The reasons for the lethal nature of the 1918 Spanish H1N1 influenza virus, which killed an estimated 50 million people worldwide, have been revealed in a paper published in Nature (18 January 2007).

Infection of macaques with a reconstructed H1N1 virus induced a rapid and uncontrolled innate immune response and massive cellular infiltration in the lungs so severe that the animals had to be euthanized on day 8 of a 21-day study.

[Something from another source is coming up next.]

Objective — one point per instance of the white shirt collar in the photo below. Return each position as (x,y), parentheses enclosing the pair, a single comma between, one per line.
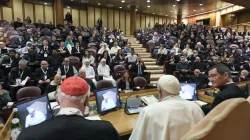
(69,111)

“Essentially, people are drowned by themselves,” said Yoshihiro Kawaoka of the University of Wisconsin, Madison, USA, and the lead author of the study (The Guardian, 18 January 2007).

The study showed that this virus did not activate retinoic-acid-inducible gene I (RIGI) in primates, which is an important sensory molecule for the activation of the antiviral immune response.

These observations are important, especially as “we see responses that are similar between humans infected with H5N1 and nonhuman primates infected with the 1918 virus,” according to Kawaoka (New York Times, 18 January 2007). However, the H5N1 avian influenza virus (unlike the H1N1 virus) cannot spread easily among humans.

Darwyn Kobasa of the Public Health Agency of Canada told BBC News that this research can help us “to better understand influenza viruses and their potential to cause pandemics.” (18 January 2007)

However, not all researchers have greeted these studies with such enthusiasm. Richard Ebright of the Rutgers University of New Jersey, USA, believes that the 1918 influenza virus should never have been reconstructed. “The material is now present in at least two locations”, which increases the risk that the virus could escape (Nature News, 17 January 2007).

Does the insight gained into why the virus is so lethal outweigh the potential risks? Only time will tell.